Quickly shedding himself of one Ryan appointee, Blagojevich on Tuesday also is expected to address the issue of dozens of the former Republican governor’s allies whom Ryan packed into politically protected jobs in the new administration. Blagojevich’s move is aimed at setting a reform theme for his new Democratic administration.
In taking the oath of office just minutes after noon, Blagojevich became the first Democrat to hold the office after 26 years of uninterrupted Republican rule. His inauguration made complete a dramatic reshaping of Illinois’ political landscape in which Democrats now control the executive, legislative and judicial branches of government.

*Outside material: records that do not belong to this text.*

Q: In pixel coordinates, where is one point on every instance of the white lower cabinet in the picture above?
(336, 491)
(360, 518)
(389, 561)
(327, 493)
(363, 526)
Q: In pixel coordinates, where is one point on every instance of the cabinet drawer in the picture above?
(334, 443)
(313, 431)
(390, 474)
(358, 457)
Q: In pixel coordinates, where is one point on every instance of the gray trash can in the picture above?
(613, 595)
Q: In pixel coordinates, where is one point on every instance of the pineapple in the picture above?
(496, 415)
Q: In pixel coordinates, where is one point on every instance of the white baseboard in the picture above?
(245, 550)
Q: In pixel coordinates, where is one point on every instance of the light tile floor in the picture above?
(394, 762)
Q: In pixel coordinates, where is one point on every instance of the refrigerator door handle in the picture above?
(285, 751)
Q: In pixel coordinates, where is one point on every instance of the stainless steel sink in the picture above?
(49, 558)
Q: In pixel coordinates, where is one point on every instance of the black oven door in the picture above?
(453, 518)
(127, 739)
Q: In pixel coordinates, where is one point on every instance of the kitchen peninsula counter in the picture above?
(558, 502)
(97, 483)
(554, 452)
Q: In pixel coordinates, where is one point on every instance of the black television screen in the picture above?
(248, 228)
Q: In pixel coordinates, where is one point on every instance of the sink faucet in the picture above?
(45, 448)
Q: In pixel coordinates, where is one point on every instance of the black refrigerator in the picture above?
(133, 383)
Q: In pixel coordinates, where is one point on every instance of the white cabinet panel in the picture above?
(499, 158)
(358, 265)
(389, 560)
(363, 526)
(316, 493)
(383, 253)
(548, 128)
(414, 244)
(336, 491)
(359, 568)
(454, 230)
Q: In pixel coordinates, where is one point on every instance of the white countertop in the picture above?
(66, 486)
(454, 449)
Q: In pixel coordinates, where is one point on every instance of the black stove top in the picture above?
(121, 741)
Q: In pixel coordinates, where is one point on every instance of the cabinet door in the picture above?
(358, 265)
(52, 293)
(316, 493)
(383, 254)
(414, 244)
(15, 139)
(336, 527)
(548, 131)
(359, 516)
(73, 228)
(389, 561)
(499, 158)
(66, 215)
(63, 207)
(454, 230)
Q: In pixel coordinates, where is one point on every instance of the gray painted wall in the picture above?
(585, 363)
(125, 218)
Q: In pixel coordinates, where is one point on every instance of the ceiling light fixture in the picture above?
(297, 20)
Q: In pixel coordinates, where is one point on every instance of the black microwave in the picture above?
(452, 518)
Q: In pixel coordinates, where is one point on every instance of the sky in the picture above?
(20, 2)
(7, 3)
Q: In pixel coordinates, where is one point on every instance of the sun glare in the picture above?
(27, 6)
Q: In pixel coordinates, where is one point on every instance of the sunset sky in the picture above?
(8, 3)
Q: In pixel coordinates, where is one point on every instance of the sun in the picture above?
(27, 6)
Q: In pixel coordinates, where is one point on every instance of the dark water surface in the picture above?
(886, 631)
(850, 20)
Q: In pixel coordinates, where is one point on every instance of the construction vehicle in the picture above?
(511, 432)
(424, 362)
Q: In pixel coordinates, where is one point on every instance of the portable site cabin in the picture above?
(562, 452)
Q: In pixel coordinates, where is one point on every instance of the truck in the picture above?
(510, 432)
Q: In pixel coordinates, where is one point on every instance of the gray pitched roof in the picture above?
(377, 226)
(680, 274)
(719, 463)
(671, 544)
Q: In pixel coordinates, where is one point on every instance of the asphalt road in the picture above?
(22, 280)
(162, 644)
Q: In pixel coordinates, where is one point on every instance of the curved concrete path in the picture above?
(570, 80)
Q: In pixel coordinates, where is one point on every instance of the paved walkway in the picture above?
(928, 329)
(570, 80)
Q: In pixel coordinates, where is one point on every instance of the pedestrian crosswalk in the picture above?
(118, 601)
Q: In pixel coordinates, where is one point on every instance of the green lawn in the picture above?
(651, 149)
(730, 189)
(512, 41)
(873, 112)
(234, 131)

But the inauguration of Democrats to five of the six statewide offices also creates a new intra-party dynamic of potentially competing interests. Along with Blagojevich, new Atty. Gen. Lisa Madigan, the daughter of powerful House Speaker Michael Madigan, and Comptroller Daniel Hynes, serving his second term, are looking for ways to advance their political careers.
Blagojevich blasted “a system of corruption that has become too commonplace, too accepted and too entrenched.” Labeling the state’s fiscal calamity a “moment of crisis,” he said his administration will “meet our challenges head-on and we will do it by rejecting the politics of mediocrity and corruption.”
“You voted for change,” Blagojevich said. “I intend to deliver it.”